American poet Louise Gluck scoops Nobel Prize for Literature
THE Nobel Prize for literature has been awarded to American poet Louise Gluck “for her unmistakable poetic voice that with austere beauty makes individual existence universal”.
The prize was announced in Stockholm by Mats Malm, the permanent secretary of the Swedish Academy.
New York-born Gluck, 77, who is a professor of English at Yale
University, made her debut in 1968 with Firstborn, and “was soon acclaimed as one of the most prominent poets in American contemporary literature”, the Nobel Academy said.
Her poetry is “characterised by a striving for clarity”, often focusing on childhood and family life, and close relationship with parents and siblings, it said.
It noted her 2006 collection Averno, calling it “masterly” and “a visionary interpretation of
the myth of Persephone’s descent into hell in the captivity of Hades, the god of death”.
The award, which includes a 10 million kronor (£872,000) prize, comes after several years of controversy and scandal for the world’s pre-eminent literary accolade.

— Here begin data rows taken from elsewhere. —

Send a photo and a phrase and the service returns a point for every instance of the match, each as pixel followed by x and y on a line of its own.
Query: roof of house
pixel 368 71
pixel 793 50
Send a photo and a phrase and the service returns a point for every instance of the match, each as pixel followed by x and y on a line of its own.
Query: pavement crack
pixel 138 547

She is the fourth woman to win the prize for literature since 2010, and only the 16th since the Nobel prizes were first awarded in 1901. The last American to win was Bob
Dylan in 2016.
Glück won the Pulitzer Prize in 1993 for her collection The Wild Iris and the National Book Award in 2014.
Her other honours include the 2001 Bollingen Prize for Poetry, the Wallace Stevens Award, given in 2008, and a National Humanities Medal, awarded in 2015. She was also editor of the anthology The Best American Poetry 1993.
In 2018 the award was postponed after sex abuse allegations rocked the Swedish Academy, the body that chooses the winners, and sparked a mass exodus of members.
After the academy revamped itself in a bid to regain the trust of the Nobel Foundation, two laureates were named last year, with the 2018 prize going to Poland’s Olga Tokarczuk and the 2019 award to Austria’s Peter Handke. Still to come this year are prizes for peace and economics.